No matter what it's called, a recall still means that for safety's sake, owners should bring their vehicles back to the dealership.
That's why the decision by the National Highway Traffic Safety Administration to expand and standardize use of the word "recall" makes so much sense. And it is why NHTSA officials should remain resolute in the face of any industry criticism.
It's always nice when somebody in Washington makes things easier to understand. In this case, it also could save lives if it makes it easier for vehicle owners to understand that they ought to go back to the dealership.
Automakers, when they can get away with it, prefer to call a recall something else: Safety improvement campaign, customer satisfaction program or whatever.
Federal safety officials have had enough of the euphemism game. From now on, when a manufacturer takes back a car or truck for a safety repair, the effort is going to be listed as a recall in NHTSA's database.
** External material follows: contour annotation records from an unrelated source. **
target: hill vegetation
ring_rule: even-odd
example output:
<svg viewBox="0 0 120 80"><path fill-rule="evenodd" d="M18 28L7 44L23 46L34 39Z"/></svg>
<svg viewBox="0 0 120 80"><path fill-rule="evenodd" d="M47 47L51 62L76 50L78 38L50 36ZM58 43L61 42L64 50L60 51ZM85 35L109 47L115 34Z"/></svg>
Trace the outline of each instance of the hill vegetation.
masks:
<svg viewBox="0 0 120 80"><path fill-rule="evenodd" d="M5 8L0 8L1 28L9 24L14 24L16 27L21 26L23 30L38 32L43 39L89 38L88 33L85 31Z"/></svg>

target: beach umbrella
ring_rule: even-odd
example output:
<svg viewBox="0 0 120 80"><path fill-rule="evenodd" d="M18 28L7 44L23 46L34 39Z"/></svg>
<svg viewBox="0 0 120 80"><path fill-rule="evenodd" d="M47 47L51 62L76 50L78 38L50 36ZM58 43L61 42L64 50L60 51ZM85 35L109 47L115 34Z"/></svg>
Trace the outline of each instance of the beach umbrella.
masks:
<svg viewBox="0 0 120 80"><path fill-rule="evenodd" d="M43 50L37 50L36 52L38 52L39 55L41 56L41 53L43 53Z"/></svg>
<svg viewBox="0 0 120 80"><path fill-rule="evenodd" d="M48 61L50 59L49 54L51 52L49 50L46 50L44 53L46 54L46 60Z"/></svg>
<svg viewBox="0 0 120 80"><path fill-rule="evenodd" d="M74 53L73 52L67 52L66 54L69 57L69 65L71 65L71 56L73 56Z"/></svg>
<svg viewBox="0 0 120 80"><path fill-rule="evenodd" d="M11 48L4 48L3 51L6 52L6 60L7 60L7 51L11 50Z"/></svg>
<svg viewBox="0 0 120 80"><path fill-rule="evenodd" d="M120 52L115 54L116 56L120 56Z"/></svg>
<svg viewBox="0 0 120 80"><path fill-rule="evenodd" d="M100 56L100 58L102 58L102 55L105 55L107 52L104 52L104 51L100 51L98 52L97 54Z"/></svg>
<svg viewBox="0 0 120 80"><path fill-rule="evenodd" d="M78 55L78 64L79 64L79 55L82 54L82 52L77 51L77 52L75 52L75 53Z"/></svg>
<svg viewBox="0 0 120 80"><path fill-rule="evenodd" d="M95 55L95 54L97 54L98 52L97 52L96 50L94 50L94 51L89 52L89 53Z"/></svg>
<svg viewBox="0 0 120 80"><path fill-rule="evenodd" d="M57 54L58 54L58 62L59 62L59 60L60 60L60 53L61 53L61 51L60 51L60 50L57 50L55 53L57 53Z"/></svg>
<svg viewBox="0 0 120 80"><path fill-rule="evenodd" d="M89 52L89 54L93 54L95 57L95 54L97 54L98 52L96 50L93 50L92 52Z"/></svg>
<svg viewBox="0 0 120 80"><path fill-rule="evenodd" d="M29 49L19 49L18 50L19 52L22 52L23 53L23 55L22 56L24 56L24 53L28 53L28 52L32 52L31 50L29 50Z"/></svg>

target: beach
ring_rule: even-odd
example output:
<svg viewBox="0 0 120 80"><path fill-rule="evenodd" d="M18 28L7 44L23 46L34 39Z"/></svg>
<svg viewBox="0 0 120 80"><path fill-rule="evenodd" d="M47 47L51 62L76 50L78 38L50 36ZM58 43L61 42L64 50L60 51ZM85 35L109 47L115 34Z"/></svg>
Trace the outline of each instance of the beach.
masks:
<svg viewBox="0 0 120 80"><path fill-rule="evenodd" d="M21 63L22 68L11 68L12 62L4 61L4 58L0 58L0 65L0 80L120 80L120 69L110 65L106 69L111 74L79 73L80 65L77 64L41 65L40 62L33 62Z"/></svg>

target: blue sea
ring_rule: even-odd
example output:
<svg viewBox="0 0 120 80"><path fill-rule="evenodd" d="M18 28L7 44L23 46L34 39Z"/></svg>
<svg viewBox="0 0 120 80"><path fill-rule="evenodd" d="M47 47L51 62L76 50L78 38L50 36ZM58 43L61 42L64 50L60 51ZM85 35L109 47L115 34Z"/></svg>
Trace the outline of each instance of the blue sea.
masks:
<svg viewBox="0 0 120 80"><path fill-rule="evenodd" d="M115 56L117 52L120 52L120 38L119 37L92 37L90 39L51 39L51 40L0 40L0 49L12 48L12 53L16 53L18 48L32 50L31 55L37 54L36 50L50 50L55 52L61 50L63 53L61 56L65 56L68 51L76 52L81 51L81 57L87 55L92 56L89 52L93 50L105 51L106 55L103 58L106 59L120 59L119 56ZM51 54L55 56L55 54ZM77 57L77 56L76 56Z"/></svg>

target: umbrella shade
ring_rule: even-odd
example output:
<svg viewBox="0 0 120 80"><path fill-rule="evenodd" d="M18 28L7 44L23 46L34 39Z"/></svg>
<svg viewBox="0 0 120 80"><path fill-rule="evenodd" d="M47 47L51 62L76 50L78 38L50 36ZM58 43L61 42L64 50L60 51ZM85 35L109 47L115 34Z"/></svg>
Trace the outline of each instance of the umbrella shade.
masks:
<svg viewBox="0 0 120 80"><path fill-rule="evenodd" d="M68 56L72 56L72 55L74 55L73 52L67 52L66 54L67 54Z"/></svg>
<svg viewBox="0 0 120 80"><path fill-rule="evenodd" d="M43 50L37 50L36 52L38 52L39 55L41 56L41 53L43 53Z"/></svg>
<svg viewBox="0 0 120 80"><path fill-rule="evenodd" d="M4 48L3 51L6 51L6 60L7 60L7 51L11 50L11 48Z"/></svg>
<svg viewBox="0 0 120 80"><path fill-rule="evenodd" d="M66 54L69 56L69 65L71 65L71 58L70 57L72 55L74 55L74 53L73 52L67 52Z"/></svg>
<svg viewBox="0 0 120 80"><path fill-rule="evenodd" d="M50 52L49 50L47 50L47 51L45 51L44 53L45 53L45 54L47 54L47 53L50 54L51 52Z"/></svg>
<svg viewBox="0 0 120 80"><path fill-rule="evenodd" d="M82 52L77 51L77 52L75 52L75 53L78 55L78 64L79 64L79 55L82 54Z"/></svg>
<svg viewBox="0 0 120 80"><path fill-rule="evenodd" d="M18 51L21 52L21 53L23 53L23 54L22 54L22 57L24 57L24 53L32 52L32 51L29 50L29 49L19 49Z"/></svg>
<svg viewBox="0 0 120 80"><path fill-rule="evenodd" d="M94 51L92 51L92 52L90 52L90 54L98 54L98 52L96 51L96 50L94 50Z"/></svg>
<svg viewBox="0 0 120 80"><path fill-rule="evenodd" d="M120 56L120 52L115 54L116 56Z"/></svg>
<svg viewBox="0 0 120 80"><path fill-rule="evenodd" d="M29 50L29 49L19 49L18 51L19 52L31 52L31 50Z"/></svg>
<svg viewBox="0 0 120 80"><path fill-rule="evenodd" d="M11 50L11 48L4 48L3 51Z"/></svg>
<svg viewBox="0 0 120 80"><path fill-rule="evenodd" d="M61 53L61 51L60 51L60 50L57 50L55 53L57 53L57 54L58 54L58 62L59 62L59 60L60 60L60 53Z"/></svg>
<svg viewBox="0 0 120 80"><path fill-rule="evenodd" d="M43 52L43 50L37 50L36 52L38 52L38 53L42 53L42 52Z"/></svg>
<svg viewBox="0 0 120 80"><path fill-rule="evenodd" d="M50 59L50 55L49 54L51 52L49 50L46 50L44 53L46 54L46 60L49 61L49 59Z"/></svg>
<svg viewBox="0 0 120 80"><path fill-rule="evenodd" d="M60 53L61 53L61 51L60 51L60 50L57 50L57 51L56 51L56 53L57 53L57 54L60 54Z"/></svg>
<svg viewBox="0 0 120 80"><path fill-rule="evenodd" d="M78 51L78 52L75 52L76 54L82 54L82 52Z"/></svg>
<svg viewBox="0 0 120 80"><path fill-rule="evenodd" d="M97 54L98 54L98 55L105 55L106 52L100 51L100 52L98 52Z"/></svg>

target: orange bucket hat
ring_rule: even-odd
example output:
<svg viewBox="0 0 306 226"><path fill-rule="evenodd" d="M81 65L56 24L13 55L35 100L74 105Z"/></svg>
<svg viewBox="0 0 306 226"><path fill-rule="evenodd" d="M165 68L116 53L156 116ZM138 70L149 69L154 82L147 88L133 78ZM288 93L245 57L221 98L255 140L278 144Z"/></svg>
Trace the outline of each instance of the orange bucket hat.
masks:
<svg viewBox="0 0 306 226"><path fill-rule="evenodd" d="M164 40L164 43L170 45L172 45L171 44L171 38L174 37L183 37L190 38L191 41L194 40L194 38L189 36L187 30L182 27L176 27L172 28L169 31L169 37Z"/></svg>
That will be true even when the recall doesn't exactly fit the technical, legal definition of "recall" in federal law.
Agency officials say that a uniform listing of safety repairs available for each make and model will be less confusing to owners. The officials also say that their decision should cut down on the negotiating that frequently goes on between NHTSA and automakers over whether a needed repair qualifies officially as a recall.
Soon after NHTSA made its declaration in a background briefing for reporters, officials got cold feet and tried to minimize its significance. They should stick to their guns.
And automakers should stop worrying about the stigma of the word "recall." Their reputations suffer far more when they use weasel words and look like they are trying to duck responsibility.